Although the National Assembly traditionally holds plenary sittings three days a week—Tuesdays, Wednesdays, and Thursdays—its leadership has consistently argued that legislative business is not confined to plenary sessions alone. According to this position, Mondays, Fridays, and any other days when committees, oversight activities, public hearings, or technical retreats are conducted are deemed as “sitting days” of the legislature. Lawmakers further argue that the Constitution vests legislative power not only in the plenary chamber but also in the committees of each chamber, and these committees carry out essential legislative functions.

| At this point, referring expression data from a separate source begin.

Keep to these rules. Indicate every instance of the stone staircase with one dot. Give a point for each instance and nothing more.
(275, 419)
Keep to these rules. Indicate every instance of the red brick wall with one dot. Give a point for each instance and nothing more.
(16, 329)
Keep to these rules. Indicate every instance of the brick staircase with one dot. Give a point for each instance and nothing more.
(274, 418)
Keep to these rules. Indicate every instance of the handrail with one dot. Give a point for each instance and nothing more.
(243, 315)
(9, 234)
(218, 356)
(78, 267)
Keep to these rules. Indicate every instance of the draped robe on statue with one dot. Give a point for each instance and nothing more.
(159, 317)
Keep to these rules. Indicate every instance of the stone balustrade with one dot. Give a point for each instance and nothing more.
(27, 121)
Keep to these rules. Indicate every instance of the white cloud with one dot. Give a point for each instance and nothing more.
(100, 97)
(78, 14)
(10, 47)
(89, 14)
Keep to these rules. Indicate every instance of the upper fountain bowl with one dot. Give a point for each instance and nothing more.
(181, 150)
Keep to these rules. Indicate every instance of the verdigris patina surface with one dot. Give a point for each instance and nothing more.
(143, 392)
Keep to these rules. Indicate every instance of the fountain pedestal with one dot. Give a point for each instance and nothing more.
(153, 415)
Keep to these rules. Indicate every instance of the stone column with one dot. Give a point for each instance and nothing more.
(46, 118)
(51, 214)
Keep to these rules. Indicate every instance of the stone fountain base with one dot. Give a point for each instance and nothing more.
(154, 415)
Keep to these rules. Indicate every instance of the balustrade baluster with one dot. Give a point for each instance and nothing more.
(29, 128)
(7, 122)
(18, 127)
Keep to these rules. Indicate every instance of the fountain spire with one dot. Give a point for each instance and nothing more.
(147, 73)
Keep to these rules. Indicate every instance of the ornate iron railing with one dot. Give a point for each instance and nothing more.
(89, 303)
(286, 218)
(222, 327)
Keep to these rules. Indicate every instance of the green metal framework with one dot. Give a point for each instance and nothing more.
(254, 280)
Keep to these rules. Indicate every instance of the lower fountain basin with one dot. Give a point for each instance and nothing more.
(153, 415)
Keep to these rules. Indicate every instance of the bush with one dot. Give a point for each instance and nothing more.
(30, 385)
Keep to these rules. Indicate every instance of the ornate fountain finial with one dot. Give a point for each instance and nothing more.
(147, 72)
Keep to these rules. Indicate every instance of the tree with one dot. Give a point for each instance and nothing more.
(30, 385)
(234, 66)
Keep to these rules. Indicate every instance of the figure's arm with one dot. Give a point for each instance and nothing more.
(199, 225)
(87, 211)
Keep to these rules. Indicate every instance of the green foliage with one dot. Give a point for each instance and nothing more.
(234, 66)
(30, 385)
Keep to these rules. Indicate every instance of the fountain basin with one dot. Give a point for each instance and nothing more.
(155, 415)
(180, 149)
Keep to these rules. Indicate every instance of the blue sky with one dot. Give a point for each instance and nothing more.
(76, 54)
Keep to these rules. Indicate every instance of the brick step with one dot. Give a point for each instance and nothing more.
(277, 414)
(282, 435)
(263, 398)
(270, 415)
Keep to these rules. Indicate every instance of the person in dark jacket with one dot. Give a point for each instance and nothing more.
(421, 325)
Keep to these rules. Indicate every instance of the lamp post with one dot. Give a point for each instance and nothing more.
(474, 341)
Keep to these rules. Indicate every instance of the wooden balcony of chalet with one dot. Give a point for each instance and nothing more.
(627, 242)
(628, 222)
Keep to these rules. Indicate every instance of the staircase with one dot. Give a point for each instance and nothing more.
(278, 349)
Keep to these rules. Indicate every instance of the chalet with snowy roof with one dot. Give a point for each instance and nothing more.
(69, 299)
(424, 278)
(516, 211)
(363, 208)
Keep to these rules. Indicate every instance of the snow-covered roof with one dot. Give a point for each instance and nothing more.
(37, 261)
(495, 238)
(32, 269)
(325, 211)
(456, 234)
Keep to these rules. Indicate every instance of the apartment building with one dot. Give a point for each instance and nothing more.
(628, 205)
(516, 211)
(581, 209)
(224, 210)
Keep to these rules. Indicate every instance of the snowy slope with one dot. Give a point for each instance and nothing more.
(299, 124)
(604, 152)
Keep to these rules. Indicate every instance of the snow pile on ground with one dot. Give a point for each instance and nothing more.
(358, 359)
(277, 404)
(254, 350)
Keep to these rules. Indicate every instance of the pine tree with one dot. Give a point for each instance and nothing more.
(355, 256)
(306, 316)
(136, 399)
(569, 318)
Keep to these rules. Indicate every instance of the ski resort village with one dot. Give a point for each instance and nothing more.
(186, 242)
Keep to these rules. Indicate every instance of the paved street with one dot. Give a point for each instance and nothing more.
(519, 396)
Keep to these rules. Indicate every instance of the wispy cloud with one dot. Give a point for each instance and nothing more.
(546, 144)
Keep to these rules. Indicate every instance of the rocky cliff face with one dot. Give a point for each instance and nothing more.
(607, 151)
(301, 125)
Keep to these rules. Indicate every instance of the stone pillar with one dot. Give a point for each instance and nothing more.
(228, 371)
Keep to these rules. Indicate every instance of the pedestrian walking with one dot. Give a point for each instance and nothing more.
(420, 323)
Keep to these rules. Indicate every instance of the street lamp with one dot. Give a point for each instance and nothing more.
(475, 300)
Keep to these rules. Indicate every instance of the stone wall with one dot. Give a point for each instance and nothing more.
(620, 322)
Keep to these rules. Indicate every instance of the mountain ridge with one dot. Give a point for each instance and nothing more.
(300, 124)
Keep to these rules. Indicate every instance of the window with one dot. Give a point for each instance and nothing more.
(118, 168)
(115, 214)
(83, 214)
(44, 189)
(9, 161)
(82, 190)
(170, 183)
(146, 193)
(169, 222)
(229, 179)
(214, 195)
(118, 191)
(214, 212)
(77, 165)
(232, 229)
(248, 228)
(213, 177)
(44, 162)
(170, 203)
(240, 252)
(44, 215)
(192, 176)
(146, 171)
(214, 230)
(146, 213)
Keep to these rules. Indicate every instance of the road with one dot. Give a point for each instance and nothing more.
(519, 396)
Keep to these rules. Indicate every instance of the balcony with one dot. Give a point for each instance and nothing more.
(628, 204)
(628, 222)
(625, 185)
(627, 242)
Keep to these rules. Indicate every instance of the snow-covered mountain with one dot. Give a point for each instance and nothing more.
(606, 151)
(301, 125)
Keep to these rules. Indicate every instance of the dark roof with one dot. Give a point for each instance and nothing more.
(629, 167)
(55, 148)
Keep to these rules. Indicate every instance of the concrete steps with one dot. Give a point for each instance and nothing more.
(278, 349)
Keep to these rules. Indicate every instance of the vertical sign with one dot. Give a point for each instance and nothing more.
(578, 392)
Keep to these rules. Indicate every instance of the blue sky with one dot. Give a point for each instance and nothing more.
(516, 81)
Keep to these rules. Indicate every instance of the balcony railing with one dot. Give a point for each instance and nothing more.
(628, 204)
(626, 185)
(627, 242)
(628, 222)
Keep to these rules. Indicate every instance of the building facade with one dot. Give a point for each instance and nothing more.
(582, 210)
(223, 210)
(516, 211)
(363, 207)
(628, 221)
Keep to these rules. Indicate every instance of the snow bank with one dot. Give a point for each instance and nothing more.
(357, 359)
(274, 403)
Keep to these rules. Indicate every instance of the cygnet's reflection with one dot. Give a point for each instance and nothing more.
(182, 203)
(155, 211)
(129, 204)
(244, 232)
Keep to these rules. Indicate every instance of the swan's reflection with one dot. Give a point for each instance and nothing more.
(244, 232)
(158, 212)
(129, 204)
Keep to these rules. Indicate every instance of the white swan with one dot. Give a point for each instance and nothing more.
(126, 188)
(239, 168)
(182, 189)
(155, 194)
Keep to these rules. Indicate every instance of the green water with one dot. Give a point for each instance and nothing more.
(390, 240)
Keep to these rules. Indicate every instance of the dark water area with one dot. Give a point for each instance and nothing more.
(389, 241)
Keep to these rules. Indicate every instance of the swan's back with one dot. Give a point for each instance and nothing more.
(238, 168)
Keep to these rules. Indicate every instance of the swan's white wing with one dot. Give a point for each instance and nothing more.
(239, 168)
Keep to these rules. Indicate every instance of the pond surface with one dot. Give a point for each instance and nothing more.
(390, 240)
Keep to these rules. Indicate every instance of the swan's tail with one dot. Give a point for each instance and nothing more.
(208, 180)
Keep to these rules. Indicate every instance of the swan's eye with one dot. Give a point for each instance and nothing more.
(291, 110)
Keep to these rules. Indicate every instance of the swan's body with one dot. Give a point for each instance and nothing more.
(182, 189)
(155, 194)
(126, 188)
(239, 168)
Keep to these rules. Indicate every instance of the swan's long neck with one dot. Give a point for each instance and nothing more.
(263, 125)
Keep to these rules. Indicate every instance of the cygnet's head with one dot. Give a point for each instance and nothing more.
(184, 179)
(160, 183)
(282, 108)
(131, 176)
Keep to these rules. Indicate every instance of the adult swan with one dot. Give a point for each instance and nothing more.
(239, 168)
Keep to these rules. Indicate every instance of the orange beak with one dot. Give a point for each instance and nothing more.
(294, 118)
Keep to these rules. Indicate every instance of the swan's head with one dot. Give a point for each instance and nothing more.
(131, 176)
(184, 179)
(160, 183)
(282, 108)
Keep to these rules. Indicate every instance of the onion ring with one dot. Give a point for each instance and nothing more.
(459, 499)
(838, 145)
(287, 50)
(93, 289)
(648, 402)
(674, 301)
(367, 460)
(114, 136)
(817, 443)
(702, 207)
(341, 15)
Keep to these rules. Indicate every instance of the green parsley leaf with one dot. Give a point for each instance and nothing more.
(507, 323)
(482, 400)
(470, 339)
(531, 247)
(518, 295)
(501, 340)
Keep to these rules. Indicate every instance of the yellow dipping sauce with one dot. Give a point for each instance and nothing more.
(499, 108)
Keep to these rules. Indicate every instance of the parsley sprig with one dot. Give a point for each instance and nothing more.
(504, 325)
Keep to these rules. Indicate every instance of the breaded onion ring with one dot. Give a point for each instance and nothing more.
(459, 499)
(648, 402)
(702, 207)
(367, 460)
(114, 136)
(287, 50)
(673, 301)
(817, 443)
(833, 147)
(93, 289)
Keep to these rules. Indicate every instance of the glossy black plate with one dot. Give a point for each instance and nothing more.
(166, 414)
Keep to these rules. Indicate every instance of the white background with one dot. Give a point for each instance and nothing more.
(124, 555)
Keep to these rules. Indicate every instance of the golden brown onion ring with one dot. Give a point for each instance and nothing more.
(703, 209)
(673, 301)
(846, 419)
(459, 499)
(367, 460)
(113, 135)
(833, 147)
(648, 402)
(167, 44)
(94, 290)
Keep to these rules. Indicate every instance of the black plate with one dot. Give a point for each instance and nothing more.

 Section 54(1) of the 1999 Constitution (as amended) provides that the quorum of the Senate is one-third of all its members and the quorum of the House of Representatives is also one-third of all its members. Without this minimum threshold of members present, neither chamber can validly sit or conduct business. In other words, proceedings are adjourned or suspended until quorum is formed.

Despite the constitutional requirement, enforcement is often weak, with sittings sometimes continuing with fewer members than prescribed. This has raised questions of legitimacy, especially when critical bills or motions are passed with visibly thin attendance.

  • Fast-track time-critical items. Upon resumption, the National Assembly will face a crowded legislative agenda with limited plenary days before year-end. To avoid bottlenecks, lawmakers should Prioritize electoral, constitution review exercises and fiscal measures with clear timelines for consideration

The bottom line

Frequent and extended recesses in 2025 — from the post-Easter/Eid shift to 6 May, the 17 June Sallah return, the 24 July–23 September long break, and the additional two-week extension to 7 October — have amplified public worries about throughput in both law-making and oversight. With the Constitution’s 181-day requirement as a clear benchmark, the Assembly will need a steady, disciplined Q4 to reassure Nigerians that vital legislative and accountability work won’t be left on the cutting-room floor.

The Constitution’s requirement of 181 sitting days per legislative year provides a clear benchmark. Yet, with so many sitting days already lost, meeting that threshold will require exceptional discipline in the final quarter of the year. The Assembly cannot afford further slippages; instead, it must sustain a steady, uninterrupted quarter 4 schedule to restore credibility.